Le Syndrome de l’Imposteur : comment ne plus avoir peur d’être « démasqué » dans son nouveau job ?

C’est le scénario classique : vous avez passé les entretiens avec succès, vous avez signé votre contrat, et pourtant, une petite voix intérieure vous chuchote : « Ils ont fait une erreur. Ils vont se rendre compte que je ne suis pas à la hauteur. »

Bienvenue dans le monde du Syndrome de l’Imposteur. On estime que près de 70 % des travailleurs le ressentent au moins une fois dans leur carrière, particulièrement lors d’une prise de poste.

Voici comment comprendre ce mécanisme et, surtout, comment s’en libérer pour briller dès vos premiers jours.

1. Comprendre l’ennemi : Pourquoi maintenant ?

Le syndrome de l’imposteur n’est pas un manque de capacités, c’est un conflit entre votre perception de vous-même et la réalité.

Lors d’un nouveau poste, vous sortez de votre zone de confort. Tout est nouveau : les processus, les collègues, les outils. Cette vulnérabilité temporaire est le terreau fertile de l’insécurité. Rappelez-vous : si vous êtes là, c’est que des professionnels du recrutement ont jugé que vous étiez la meilleure personne pour ce rôle. Ils n’ont aucun intérêt à se tromper.
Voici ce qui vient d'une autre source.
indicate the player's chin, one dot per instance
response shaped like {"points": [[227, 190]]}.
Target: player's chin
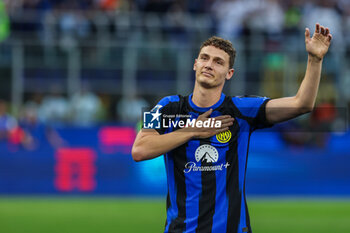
{"points": [[206, 83]]}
2. Accepter la « Courbe d’Apprentissage »

L’une des plus grandes erreurs est de vouloir être opérationnel à 100 % dès la première semaine.

  • La règle des 90 jours : Personne n’attend de vous que vous révolutionniez l’entreprise en 5 jours. Les trois premiers mois sont faits pour observer, poser des questions et comprendre la culture.
  • Normalisez l’ignorance : Dire « Je ne sais pas encore, peux-tu m’expliquer ? » n’est pas un aveu de faiblesse, c’est une preuve d’intelligence et d’envie d’apprendre.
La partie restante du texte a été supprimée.